Sid M. answered 09/24/21
Senior Software Engineer, with BS, and almost MS, in Computer Science
Let's review and expand, first on the task. We have a (monochrome, i.e. black-and-white) bit-mapped image, which occupies 150K bytes, stored as 150K (bytes)/4 (byte-per-word) = 37.50K words. Each word needs to be read, 1s complemented, and written back. So, we must execute the following instructions, 37500 times:
loop: ldw $1,0($2)
not $1,$1
stw $1,0($2)
adi $2,$2,1
blt $2,$3,loop
(I'm assuming a MIPS-like ISA, $1 is our temporary, $2 is the address of a word in the image, $3 is the address of the first word past the end of the image, and the code to set everything up is unimportant.)

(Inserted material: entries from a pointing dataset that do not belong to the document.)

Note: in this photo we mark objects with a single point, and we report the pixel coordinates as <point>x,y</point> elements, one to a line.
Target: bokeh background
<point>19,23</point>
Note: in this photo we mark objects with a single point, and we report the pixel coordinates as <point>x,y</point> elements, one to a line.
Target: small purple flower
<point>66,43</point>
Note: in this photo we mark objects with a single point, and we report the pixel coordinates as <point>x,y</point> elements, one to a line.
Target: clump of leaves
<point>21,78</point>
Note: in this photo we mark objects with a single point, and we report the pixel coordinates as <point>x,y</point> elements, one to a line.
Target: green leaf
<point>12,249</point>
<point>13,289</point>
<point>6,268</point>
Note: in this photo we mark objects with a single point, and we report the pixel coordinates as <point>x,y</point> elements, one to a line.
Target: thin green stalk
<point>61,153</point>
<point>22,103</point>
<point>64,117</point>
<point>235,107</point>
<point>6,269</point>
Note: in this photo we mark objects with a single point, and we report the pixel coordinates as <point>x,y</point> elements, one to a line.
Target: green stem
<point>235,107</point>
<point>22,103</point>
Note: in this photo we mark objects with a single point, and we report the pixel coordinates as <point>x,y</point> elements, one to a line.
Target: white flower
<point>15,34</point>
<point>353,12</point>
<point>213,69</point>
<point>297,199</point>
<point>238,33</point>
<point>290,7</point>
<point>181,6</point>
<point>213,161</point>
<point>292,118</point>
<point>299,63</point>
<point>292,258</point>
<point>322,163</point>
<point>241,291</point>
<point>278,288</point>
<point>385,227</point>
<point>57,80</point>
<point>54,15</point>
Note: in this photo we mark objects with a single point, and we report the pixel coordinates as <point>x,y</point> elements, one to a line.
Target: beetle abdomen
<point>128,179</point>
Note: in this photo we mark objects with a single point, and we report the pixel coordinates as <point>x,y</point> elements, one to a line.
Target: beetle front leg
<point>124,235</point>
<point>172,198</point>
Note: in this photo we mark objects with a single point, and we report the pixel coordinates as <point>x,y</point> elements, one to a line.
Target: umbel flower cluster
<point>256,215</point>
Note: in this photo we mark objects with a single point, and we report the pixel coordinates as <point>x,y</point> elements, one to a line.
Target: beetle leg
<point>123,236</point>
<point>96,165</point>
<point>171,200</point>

Now, for the performance expectations, assume that each load and each store can be completed without requiring additional cycles. This means that (a) the estimate is best-case and is, therefore (b) unrealistic. Each instruction requires 5 stages, and each stage requires 1 cycle. At 3.5GHz, then, we can complement 1 word every 5 cycles/3.5GHz = 1.43ns.
On a single-core processor, we can complete inverting the image in 37.5e3 * 1.43ns, or 5.36e-5s, or 53.6us.
On a dual-core processor, assuming that each core operates on 1/2 of the image, and there are no conflicts between the 2 executing cores (thereby allowing them to work in parallel), then the image can be inverted in 1/2 the time, or 26.8us.